Today I went over to the home of my first belly dance teacher. I only had a few lessons with her, but she was the one who really lit the fire under me. I thought I was too clumsy and gangly to dance beautifully. She showed me that I was wrong, and even though she doesn't belly dance anymore herself, she is constantly encouraging me in my journey as a dancer.
Because she hasn't been able to come to any of my shows lately, I told her I'd bring my music along for a private performance, so she could see what I was working on and how far I've come.
There is really nothing more nerve-wracking than dancing for One. Person. It's very intimate and intimidating. It feels weird to look at them the entire time, and weird to look away. And you know that if you mess up, they're going to notice because they're certainly not looking at something else! You can't even really do the "look at the top of their head" trick, because they're close enough to catch on.
On the other hand, when that audience of one is one of your dearest friends and a mentor, it's possible to get past the initial weirdness, relax into it, and enjoy showing off for a friend. I had a good time, and I got some glowing compliments that had me floating through the rest of the day.

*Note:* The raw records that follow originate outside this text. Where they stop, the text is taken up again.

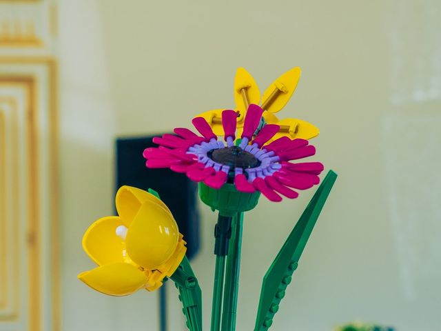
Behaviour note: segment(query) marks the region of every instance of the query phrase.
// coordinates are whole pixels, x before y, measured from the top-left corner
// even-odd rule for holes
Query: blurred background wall
[[[234,107],[239,66],[261,90],[301,67],[280,116],[317,126],[315,159],[339,174],[271,330],[325,331],[352,320],[439,330],[438,1],[54,3],[59,330],[158,330],[156,293],[108,297],[76,279],[93,267],[81,237],[113,212],[114,139],[189,127],[194,114]],[[262,199],[247,214],[238,330],[252,329],[262,277],[312,193],[278,204]],[[207,327],[216,215],[200,210],[202,250],[193,267]],[[185,330],[174,288],[168,295],[170,330]]]

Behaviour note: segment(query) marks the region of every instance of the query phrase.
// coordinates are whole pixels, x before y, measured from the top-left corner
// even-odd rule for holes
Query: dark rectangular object
[[[187,242],[187,256],[191,259],[199,248],[197,185],[184,174],[145,167],[143,152],[147,148],[157,147],[152,139],[153,137],[116,139],[116,189],[128,185],[156,191],[172,211]]]

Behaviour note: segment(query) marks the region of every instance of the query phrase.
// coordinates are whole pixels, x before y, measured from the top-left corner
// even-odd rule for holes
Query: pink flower
[[[196,117],[193,125],[203,137],[189,129],[176,128],[174,131],[177,135],[165,134],[154,138],[160,146],[144,150],[146,166],[185,173],[192,181],[203,181],[214,189],[230,183],[239,192],[260,191],[271,201],[280,201],[280,194],[295,199],[298,193],[293,189],[306,190],[318,184],[323,165],[289,162],[316,154],[316,148],[307,140],[283,137],[265,145],[280,127],[265,124],[255,136],[263,112],[258,106],[249,105],[238,146],[234,143],[235,111],[222,112],[226,146],[218,140],[204,118]]]

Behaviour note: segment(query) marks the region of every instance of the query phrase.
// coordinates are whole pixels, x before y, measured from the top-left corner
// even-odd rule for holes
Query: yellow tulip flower
[[[119,216],[96,221],[84,234],[83,248],[99,267],[78,278],[109,295],[154,290],[179,266],[186,243],[172,212],[154,195],[122,186],[116,205]]]

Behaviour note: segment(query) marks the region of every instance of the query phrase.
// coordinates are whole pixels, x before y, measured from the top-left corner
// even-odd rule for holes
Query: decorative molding
[[[5,66],[5,64],[7,64],[7,66]],[[3,66],[3,70],[2,66]],[[6,69],[4,69],[5,68]],[[41,73],[42,69],[44,72],[43,74]],[[42,74],[43,76],[41,76]],[[0,330],[3,330],[2,321],[17,321],[17,327],[16,328],[17,330],[23,330],[23,323],[24,325],[26,325],[25,330],[29,331],[46,331],[48,330],[57,331],[60,330],[59,246],[57,240],[59,225],[58,217],[57,86],[57,66],[52,58],[45,57],[33,58],[0,57],[0,91],[3,90],[4,94],[10,89],[21,89],[25,94],[25,102],[28,103],[28,105],[25,104],[24,106],[24,109],[26,110],[26,116],[21,119],[25,119],[25,123],[22,123],[18,125],[24,126],[26,132],[27,148],[25,163],[27,172],[25,177],[28,178],[28,186],[25,188],[27,202],[26,205],[22,205],[21,210],[27,210],[28,217],[25,225],[28,230],[27,235],[23,228],[14,230],[16,233],[19,232],[18,235],[21,235],[22,237],[25,237],[21,240],[11,241],[16,243],[17,246],[19,243],[21,243],[22,246],[23,244],[27,244],[27,248],[25,251],[21,252],[18,258],[12,259],[12,260],[19,260],[22,259],[22,256],[27,257],[25,263],[27,270],[23,270],[23,272],[14,272],[15,279],[20,279],[21,277],[23,277],[23,274],[28,279],[25,285],[23,285],[23,283],[19,283],[19,281],[16,281],[17,285],[16,292],[20,292],[21,289],[18,288],[19,286],[23,289],[28,289],[26,296],[23,297],[24,301],[22,301],[21,303],[21,305],[24,303],[26,305],[25,311],[27,312],[25,312],[25,316],[23,316],[22,312],[18,311],[19,305],[21,306],[21,305],[18,305],[18,303],[20,302],[20,295],[17,294],[17,298],[15,298],[17,300],[14,300],[17,304],[17,309],[13,310],[13,313],[10,312],[8,315],[5,315],[1,313],[0,310]],[[1,109],[2,100],[4,101],[8,98],[10,101],[13,99],[13,97],[8,95],[0,99],[0,109]],[[42,101],[43,99],[44,99],[44,102]],[[17,111],[13,112],[17,113]],[[45,124],[42,122],[42,117],[44,117],[43,122],[47,123],[47,128],[44,128]],[[4,123],[4,121],[0,123],[0,134],[3,134],[2,132],[4,132],[4,130],[2,130],[2,123]],[[18,125],[11,126],[10,128],[16,127]],[[12,150],[14,150],[15,154],[18,155],[19,151],[16,148],[12,148]],[[43,150],[45,151],[44,155],[42,154]],[[50,171],[41,168],[42,158],[44,158],[45,162],[50,166]],[[2,157],[2,159],[0,159],[0,170],[4,169],[3,163],[1,163],[3,159]],[[17,167],[15,168],[17,168]],[[23,174],[21,174],[19,176]],[[1,191],[3,183],[2,178],[0,174],[0,192],[3,192]],[[42,190],[47,192],[45,193],[46,198],[41,196]],[[22,197],[22,194],[23,192],[14,194],[14,196],[17,194],[14,200],[17,201],[17,208],[20,208],[19,205],[20,198],[19,197]],[[42,199],[45,199],[46,200],[43,201]],[[47,212],[44,212],[44,210],[47,210]],[[49,214],[43,215],[43,212]],[[7,219],[10,219],[10,217],[7,218]],[[12,223],[19,223],[19,222]],[[4,226],[3,221],[0,223],[0,228],[2,226]],[[50,243],[49,249],[45,248],[45,246],[44,246],[44,245],[48,245],[46,241],[48,239],[50,239]],[[9,241],[8,243],[9,245]],[[19,247],[11,249],[8,245],[8,250],[0,250],[1,254],[0,263],[8,259],[8,254],[10,254],[9,250],[14,250],[17,254],[19,249]],[[45,254],[43,254],[44,252],[45,252]],[[19,263],[17,264],[18,265]],[[46,265],[46,269],[49,270],[43,270],[43,265]],[[14,269],[15,270],[16,268],[14,267]],[[3,269],[0,269],[0,271],[3,272]],[[50,286],[50,291],[46,291],[43,286],[43,279],[48,275],[50,275],[50,278],[48,281]],[[3,286],[2,283],[0,285]],[[7,287],[9,287],[9,284]],[[3,292],[1,293],[3,295]],[[45,298],[44,300],[43,297]],[[50,302],[50,306],[45,303],[43,304],[43,302]],[[44,320],[45,317],[43,317],[48,316],[51,317],[51,321]],[[48,325],[50,325],[50,328],[48,328]]]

Experiences like this help remind me as to why I'm doing what I'm doing. They reassure me that I'm on the right path. And they remind me that dancing doesn't have to always be getting all gussied up in a fancy costume with a ton of makeup for an official gig. Sometimes dancing can just be casual, fun, and friendly, still from the heart, still with all of the technical skill at my disposal, but without the trappings of the stage.